Public morality began to conform to their engineered peer pressure, pressure they used to force compliance when skeptics resisted. “You’re not going to put THAT in the garbage, are you?” Before long, you have lightbulb legislation, Carbon Credits, Al Gore, garbage police and an entirely new moral code.
Homosexuality, a “psychological abnormality” in the 70’s, became an “alternative lifestyle” in the 80’s. Next, the narrative taught us that homosexuals are perpetual victims of abuse. Film no longer portrayed them as creepy guys in seedy bars and leather chaps but as the friendly neighbor in Will And Grace … sympathetic and sophisticated (always attractive, too). More recently, the mere mention of someone’s homosexuality required the shibboleth: (“not that there’s anything wrong with that”) until it became accepted as the new normal. Victim status is a shield against criticism, so disputing “the script” was assumed to be evidence of “bigotry”.

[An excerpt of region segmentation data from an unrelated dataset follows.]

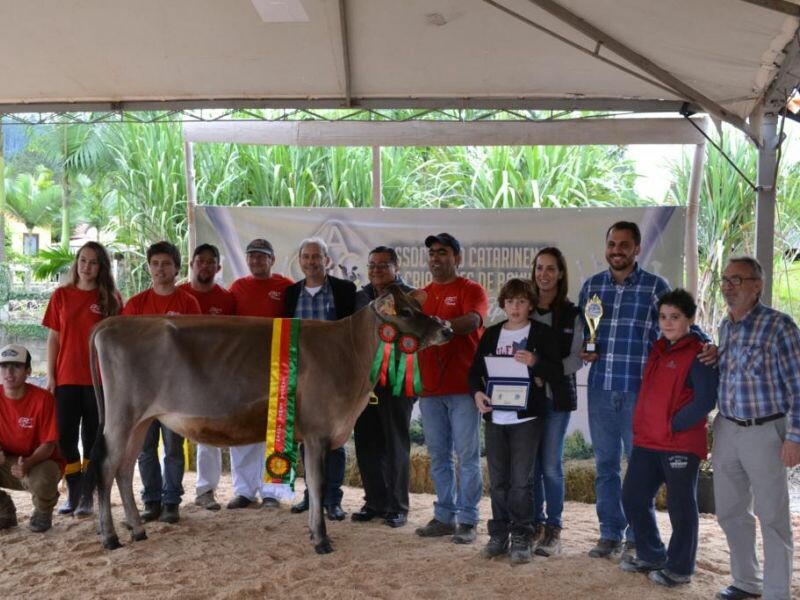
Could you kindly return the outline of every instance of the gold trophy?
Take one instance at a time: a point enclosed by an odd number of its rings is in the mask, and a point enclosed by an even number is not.
[[[589,326],[589,340],[586,342],[586,352],[597,352],[597,328],[600,326],[600,319],[603,316],[603,303],[600,296],[595,294],[583,308],[583,316],[586,317],[586,324]]]

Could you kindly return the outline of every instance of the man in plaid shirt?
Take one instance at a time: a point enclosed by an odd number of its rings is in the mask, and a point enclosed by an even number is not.
[[[728,538],[733,584],[717,598],[763,593],[789,600],[793,542],[786,468],[800,463],[800,330],[790,316],[761,304],[764,275],[756,259],[731,258],[720,287],[728,316],[719,330],[712,458],[717,519]]]
[[[603,304],[596,352],[584,352],[589,371],[589,431],[597,476],[597,517],[600,540],[589,552],[595,558],[619,558],[634,549],[633,529],[622,508],[622,451],[630,457],[633,409],[642,372],[653,342],[658,339],[658,300],[669,291],[663,277],[636,262],[642,236],[636,223],[619,221],[606,232],[609,269],[583,284],[580,307],[595,294]],[[713,354],[714,351],[712,350]],[[701,360],[706,360],[706,352]],[[712,359],[713,362],[713,359]],[[627,533],[626,533],[627,529]],[[623,548],[623,536],[627,541]]]

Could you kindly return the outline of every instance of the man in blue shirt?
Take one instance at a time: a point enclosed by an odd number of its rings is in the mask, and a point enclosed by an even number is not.
[[[619,558],[634,548],[622,508],[622,451],[630,457],[633,409],[642,372],[653,342],[658,339],[658,301],[669,291],[663,277],[636,262],[642,236],[636,223],[619,221],[606,232],[609,268],[583,284],[579,306],[595,294],[603,305],[595,352],[581,357],[589,371],[589,432],[597,476],[597,517],[600,540],[589,552],[595,558]],[[627,534],[626,534],[627,529]],[[627,537],[623,548],[623,537]]]
[[[352,281],[328,275],[330,263],[328,245],[322,238],[312,237],[300,242],[300,269],[305,279],[286,288],[284,317],[336,321],[355,312],[356,286]],[[303,445],[300,445],[303,455]],[[329,450],[325,457],[325,497],[322,503],[329,519],[341,521],[342,482],[345,470],[345,449]],[[293,513],[308,510],[308,489],[303,500],[292,506]]]
[[[714,420],[714,497],[728,539],[733,584],[720,600],[789,600],[792,524],[786,468],[800,463],[800,330],[761,304],[764,275],[749,256],[731,258],[720,288],[719,414]],[[755,514],[754,514],[755,513]],[[764,569],[756,555],[756,520]]]

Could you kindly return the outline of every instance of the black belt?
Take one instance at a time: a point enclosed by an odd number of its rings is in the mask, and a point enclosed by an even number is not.
[[[786,415],[784,413],[776,413],[768,417],[758,417],[757,419],[735,419],[733,417],[725,417],[725,418],[728,419],[731,423],[736,423],[739,427],[750,427],[752,425],[763,425],[764,423],[769,423],[770,421],[777,421],[778,419],[782,419],[785,416]]]

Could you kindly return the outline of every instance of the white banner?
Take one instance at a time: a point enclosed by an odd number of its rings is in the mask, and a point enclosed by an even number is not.
[[[376,246],[393,246],[400,271],[415,287],[431,280],[424,240],[446,231],[462,245],[461,274],[483,285],[490,299],[490,321],[500,319],[497,294],[513,277],[530,278],[533,257],[544,246],[558,246],[569,262],[570,298],[582,281],[607,267],[605,233],[615,221],[638,223],[643,268],[683,282],[685,209],[679,207],[591,209],[303,209],[200,206],[197,243],[211,243],[223,254],[222,281],[248,273],[244,248],[265,238],[275,248],[273,271],[295,280],[303,274],[298,244],[319,236],[329,246],[331,274],[367,283],[367,255]]]

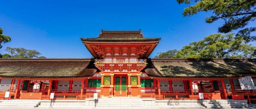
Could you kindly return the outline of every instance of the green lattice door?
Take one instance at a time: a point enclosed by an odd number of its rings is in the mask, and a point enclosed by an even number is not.
[[[126,76],[115,77],[115,96],[127,96]]]

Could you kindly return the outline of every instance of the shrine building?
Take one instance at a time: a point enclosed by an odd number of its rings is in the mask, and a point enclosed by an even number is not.
[[[101,31],[81,38],[93,59],[0,59],[0,99],[247,100],[256,103],[256,59],[149,59],[160,38]],[[6,92],[10,92],[5,98]]]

They invented the so-called “homophobe” — the enemy required to properly polarize the issue. “Homophobe” quickly rose to one of the most socially damning insults we could offer, and was used to silence dissent. Pastors faced Human Rights tribunals for quoting scripture. In one short generation, public opinion has turned 180 degrees. “Chick-Fil-A” gets blowback for verbally affirming traditional marriage in the same year that Dan Savage rips apart Christianity in his defense of “alternative lifestyles”. But one mustn’t criticize Savage … that’s “homo-phobia”.

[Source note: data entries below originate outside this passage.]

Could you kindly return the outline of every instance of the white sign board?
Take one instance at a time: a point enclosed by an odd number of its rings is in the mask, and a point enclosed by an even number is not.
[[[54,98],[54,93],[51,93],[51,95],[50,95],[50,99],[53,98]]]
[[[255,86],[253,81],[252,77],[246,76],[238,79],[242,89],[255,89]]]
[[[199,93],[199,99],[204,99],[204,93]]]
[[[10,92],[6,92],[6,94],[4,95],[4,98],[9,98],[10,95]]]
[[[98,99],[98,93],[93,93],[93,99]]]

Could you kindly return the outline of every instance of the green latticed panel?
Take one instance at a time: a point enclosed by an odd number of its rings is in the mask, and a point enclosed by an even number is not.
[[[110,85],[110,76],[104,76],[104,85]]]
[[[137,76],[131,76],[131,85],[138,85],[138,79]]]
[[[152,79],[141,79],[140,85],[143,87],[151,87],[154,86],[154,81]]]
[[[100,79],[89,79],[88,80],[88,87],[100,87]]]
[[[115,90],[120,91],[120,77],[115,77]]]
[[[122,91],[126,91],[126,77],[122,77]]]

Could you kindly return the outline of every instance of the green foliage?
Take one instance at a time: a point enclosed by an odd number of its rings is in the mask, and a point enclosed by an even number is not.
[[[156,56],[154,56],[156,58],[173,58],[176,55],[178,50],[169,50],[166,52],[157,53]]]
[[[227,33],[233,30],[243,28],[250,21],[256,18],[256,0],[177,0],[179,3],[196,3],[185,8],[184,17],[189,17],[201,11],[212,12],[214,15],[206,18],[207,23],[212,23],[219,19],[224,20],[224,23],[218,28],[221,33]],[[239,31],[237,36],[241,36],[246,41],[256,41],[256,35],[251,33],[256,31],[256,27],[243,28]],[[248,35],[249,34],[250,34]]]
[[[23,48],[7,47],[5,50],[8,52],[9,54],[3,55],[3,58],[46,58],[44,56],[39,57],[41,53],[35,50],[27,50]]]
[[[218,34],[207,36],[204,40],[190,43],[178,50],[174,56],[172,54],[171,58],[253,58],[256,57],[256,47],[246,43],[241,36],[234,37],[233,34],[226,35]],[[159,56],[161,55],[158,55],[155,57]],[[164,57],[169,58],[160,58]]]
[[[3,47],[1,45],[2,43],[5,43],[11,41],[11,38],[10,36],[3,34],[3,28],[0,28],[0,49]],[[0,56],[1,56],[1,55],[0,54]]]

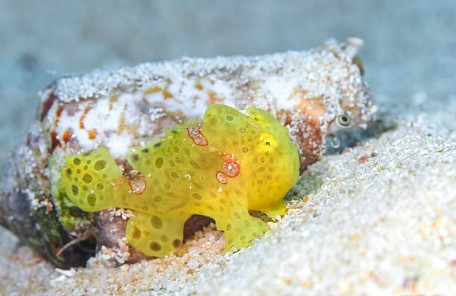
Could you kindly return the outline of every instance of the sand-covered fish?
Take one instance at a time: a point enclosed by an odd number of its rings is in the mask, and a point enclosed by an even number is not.
[[[144,258],[123,245],[129,215],[81,211],[55,190],[67,157],[103,147],[139,192],[143,174],[126,166],[131,151],[221,103],[242,112],[254,106],[276,117],[296,143],[304,170],[325,151],[328,135],[364,127],[371,118],[357,56],[361,43],[350,38],[309,51],[182,58],[60,78],[43,91],[37,121],[12,154],[0,189],[0,223],[58,266],[84,265],[102,245],[125,261]],[[198,229],[195,221],[201,220],[194,217],[186,237]]]
[[[203,121],[180,124],[130,151],[123,170],[103,147],[67,156],[57,183],[84,211],[134,210],[126,238],[149,256],[179,248],[194,214],[215,220],[226,251],[249,246],[269,229],[249,210],[284,213],[282,198],[298,179],[299,158],[276,118],[256,108],[246,112],[211,105]]]

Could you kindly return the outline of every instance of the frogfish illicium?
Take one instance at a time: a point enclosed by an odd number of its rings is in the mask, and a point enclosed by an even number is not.
[[[181,246],[184,223],[194,214],[215,220],[225,251],[251,245],[269,227],[249,210],[284,213],[299,155],[288,129],[268,112],[215,104],[202,121],[176,125],[163,139],[130,151],[122,165],[100,147],[66,156],[60,173],[59,186],[83,211],[133,210],[128,243],[163,257]]]

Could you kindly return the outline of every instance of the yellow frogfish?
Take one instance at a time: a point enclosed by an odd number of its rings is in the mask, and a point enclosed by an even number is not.
[[[249,210],[285,212],[282,199],[297,182],[299,155],[288,129],[269,113],[214,104],[202,121],[174,126],[130,151],[123,164],[100,147],[66,156],[60,173],[61,190],[82,210],[131,209],[128,243],[163,257],[181,246],[194,214],[215,220],[225,252],[250,246],[269,227]]]

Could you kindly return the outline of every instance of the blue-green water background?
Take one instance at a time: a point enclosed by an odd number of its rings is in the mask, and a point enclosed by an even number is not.
[[[60,76],[305,50],[347,36],[365,41],[366,80],[380,105],[420,92],[429,104],[456,99],[454,0],[0,0],[0,164],[34,120],[37,93]]]

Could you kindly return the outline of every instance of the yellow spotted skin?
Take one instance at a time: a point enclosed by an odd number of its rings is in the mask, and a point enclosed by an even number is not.
[[[288,130],[273,116],[256,108],[246,113],[211,105],[202,122],[177,125],[164,139],[131,151],[135,180],[106,148],[67,156],[60,186],[84,211],[132,209],[126,238],[149,256],[176,251],[193,214],[215,220],[225,251],[250,246],[269,227],[249,210],[285,212],[282,199],[297,182],[299,159]]]

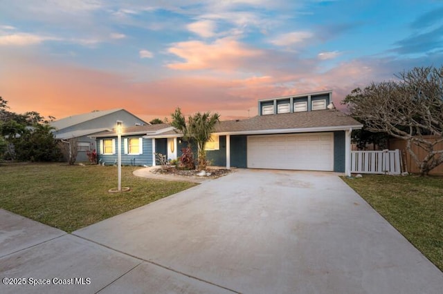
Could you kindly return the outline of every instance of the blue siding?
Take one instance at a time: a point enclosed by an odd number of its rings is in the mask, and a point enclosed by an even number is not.
[[[168,155],[168,139],[161,138],[155,139],[155,152],[163,155]]]
[[[247,167],[246,136],[230,136],[230,166],[246,168]]]
[[[323,94],[321,95],[315,95],[311,97],[311,101],[317,101],[317,100],[326,100],[326,106],[327,106],[329,104],[329,94]]]
[[[143,150],[141,155],[125,154],[125,139],[139,138],[140,136],[123,136],[121,144],[122,165],[123,166],[152,166],[152,139],[143,139]],[[100,153],[100,141],[102,139],[114,139],[116,140],[116,153],[112,155],[104,155]],[[117,162],[117,137],[99,138],[97,139],[97,154],[100,164],[113,165]]]
[[[215,166],[226,166],[226,136],[220,136],[220,148],[219,150],[207,150],[206,159]]]
[[[345,172],[345,131],[334,132],[334,171]]]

We see rare (accidental?) transparency in Eric Holder’s quote:
What we need to do is change the way in which people think about guns, especially young people, and make it something that’s not cool, that it’s not acceptable … we changed the way that people thought about smoking, so now we have people who cower outside of buildings and kind of smoke in private and don’t want to admit it.
They even pledged to dramatically change society, remember? But we didn’t take them seriously. Result? You can’t even buy a Big Gulp in NYC anymore. While we sit idle, the landmark distinctives that once defined our culture are being redrawn to their specs. As they get better at it, and bolder, it will only accelerate.
They have well-defined social engineering goals, and know how to achieve them. If we seriously plan to engage culture, we will need something more effective than political position papers. We will need to either neutralize their tactic, or leverage it against them.